Kimiko Ishizaka's Well-Tempered Clavier
Critical reviews of J.S. Bach's Well-Tempered Clavier, performed by Kimiko Ishizaka on the piano. Both live performances and reviews of her studio recording are included.
American Record Guide, July-August 2015
she is a beautiful and technically accomplished player
The A-major fugue, fast and exciting, is one of the best performances here
the light hand in interpretation makes this performance preferable to Hewitt (the later recording on Hyperion) or Schiff (ECM, Jan/Feb 2013)
Robert Cummings, Classical.net
elegant, spirited, technically impressive, and ever sensitive to the expressive character of the music
Ishizaka subtly employs various shadings of dynamics, uses a fair amount of legato, and phrases the music with a keen sense for Bach's expressive soul.
A brilliant performance and brilliant set all around!
Donald Rosenberg, Gramophone Magazine
Ishizaka plays the 24 preludes and fugues with impeccable taste and technique, finding many levels of musical meaning even as she brings utmost clarity to the multiplicity of textures.
She scales her Bach to the rhythmic, structural and sonic needs of the music, without touching the sustaining pedal.
Her articulation runs the sensitive gamut from cushioned to bitingly crisp.
Each line has a transparent place in the scheme of unfolding things, and the pianist seems to take enormous pleasure in weaving together all of the miraculous strands.
Campbell Vertesi, The Cast, March 20, 2015
This is a recording to change your perception of the Well Tempered Klavier.
2012: New York Times, James Oestreich
A gifted and obviously devoted Bachian
Ms. Ishizaka kept things moving nicely and raised the energy level after intermission, occasionally rising to a touch of virtuosic flair, as in the A major Fugue, which she ended with a private little smile.
Planet Hugill, March 3, 2015
she also has a very poetic touch, and seems to have a wide variety of colours at her finger tips
Gapplegate Classical-Modern Music Review, February 26, 2015
in all the years, all the versions, I have never heard "Book 1" done better than on the new recording by pianist Kimiko Ishizaka (Navona 5993, 2-CDs)
The results are fabulous. There is a great grace to what she gives us, a marvelous clarity, a sense of totality that is a very real joy to hear. She takes Bach at his word, that each part is important in the ultimate contrapuntal result. You hear Bach with new ears.
There have been other beautiful versions of "Book 1." This is up there with the very best.

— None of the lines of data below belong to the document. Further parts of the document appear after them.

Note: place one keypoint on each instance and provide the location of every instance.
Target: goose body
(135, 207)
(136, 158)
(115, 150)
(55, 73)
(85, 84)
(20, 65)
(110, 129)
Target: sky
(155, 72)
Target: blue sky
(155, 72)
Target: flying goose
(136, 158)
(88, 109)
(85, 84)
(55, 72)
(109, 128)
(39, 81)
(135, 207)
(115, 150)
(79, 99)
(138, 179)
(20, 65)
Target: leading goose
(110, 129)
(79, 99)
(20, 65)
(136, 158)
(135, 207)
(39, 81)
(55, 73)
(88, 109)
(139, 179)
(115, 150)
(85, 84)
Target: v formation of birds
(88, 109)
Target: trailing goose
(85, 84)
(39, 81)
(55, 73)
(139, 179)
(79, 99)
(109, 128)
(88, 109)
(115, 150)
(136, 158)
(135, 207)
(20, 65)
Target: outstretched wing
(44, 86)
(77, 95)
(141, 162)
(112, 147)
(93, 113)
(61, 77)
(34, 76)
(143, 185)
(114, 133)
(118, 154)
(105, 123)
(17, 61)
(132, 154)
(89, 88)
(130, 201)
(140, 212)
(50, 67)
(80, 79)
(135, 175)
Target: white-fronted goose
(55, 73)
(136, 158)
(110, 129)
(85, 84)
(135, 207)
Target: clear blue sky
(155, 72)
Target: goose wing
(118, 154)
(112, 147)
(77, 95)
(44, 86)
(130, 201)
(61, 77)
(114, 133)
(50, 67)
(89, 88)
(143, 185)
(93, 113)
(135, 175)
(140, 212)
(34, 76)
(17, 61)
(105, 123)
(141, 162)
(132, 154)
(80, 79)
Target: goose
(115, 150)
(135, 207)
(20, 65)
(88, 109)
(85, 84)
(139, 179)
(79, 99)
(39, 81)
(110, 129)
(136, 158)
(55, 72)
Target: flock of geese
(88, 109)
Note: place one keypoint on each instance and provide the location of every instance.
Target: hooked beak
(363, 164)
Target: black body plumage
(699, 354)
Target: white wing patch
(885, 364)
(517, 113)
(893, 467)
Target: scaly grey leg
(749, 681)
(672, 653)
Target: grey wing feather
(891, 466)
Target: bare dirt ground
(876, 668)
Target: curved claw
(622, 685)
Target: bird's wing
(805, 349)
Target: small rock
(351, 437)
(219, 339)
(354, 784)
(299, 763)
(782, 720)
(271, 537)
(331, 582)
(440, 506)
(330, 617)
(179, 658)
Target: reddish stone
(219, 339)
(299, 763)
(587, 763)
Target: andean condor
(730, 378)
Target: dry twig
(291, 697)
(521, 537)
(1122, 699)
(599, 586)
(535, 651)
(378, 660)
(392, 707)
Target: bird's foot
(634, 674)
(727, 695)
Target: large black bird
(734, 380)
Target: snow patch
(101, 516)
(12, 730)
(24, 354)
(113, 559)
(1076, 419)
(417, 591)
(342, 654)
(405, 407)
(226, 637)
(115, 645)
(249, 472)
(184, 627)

At the moment it is most certainly my favorite. Bravo, Kimiko Ishizaka! Onwards to "Book 2"!
St. Aposteln, Köln, Germany - August 25, 2012
Ishizaka vividly carves out the individual characteristics, contrasts, and relationships of the 48 pieces from the rather lyric sounding instrument ,and thus creates an comprehensible cyclic context that doesn't sound like it's coming from the ivory tower.
1901 Arts Club in London, January 30, 2013
Some of the minor key fugues in particular were most glorious in their intensity. She was also open to the other-worldly and mysterious aspects of Bach's art, bringing out the strange intense worlds which some of the fugues go into
her superior legato technique created some exquisite cantabile playing, especially in the slow movements, while sprightly passagework and lively tempi gave the suggestion of the harpsichord in the rapid movements. Her sense of counterpoint was well-defined in the Fugues, with clear lines and distinct voices.